Por eso la pregunta no es si van a llegar los dólares. Probablemente lleguen. Vaca Muerta ya es una realidad. La minería tiene un potencial extraordinario. El agro seguirá generando divisas. Y las inversiones que hoy se anuncian pueden modificar estructuralmente la balanza externa argentina. La verdadera pregunta es otra:

¿Llegarán los dólares antes de que la economía real deje de aguantar?

Ese es el partido que está jugando el Gobierno. No es Martínez de Hoz. No es la Convertibilidad. No es 2001. Es un experimento nuevo que contiene elementos conocidos de nuestra historia económica. Y justamente por haberlos conocido deberíamos prestarles atención.

Porque Argentina ya aprendió una lección demasiadas veces: un dólar barato puede ser extraordinariamente popular. Hasta el día en que deja de ser barato. Y cuando una economía necesita tasas cada vez más altas, intervención cada vez mayor y sacrificios cada vez más grandes para sostener una determinada relación cambiaria, la pregunta deja de ser cuánto vale hoy el dólar.
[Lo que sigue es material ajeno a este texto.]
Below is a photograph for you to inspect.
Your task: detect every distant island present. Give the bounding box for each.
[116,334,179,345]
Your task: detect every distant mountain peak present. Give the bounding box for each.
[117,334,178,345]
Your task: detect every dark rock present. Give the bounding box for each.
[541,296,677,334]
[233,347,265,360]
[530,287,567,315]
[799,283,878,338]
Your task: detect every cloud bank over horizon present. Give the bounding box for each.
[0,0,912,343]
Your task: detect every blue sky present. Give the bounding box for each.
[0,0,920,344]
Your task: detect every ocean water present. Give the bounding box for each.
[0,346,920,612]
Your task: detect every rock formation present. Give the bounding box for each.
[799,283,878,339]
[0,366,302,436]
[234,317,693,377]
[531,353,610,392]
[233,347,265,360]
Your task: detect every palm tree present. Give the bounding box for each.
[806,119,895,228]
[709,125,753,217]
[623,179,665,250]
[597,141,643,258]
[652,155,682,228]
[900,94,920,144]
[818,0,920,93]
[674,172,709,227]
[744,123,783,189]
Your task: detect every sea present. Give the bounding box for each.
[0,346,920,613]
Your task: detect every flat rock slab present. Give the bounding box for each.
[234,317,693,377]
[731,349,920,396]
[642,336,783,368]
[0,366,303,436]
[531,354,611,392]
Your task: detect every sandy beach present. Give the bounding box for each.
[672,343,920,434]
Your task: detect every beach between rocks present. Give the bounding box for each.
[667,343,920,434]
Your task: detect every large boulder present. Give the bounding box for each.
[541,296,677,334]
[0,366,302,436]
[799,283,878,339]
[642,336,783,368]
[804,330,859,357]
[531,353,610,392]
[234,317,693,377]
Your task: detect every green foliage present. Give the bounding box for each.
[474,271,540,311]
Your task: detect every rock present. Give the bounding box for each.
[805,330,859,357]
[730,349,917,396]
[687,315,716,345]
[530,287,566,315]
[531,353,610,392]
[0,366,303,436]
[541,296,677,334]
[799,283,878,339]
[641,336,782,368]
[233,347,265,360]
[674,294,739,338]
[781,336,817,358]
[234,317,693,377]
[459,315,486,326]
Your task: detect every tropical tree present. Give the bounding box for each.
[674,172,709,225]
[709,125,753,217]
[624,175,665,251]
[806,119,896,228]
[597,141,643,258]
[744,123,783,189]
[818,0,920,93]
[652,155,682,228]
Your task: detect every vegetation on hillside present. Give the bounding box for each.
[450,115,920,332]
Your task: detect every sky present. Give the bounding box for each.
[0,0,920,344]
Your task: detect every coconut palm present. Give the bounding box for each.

La pregunta pasa a ser: ¿cuánto debería valer si mañana el Gobierno dejara de sostenerlo?

Martínez de Hoz creyó que la inflación terminaría convergiendo hacia el dólar. No ocurrió. Hoy volvemos a apostar a la convergencia. Esta vez tenemos una enorme ventaja: los dólares de Vaca Muerta, el agro y la minería están en el horizonte. Esperemos que lleguen antes que la realidad.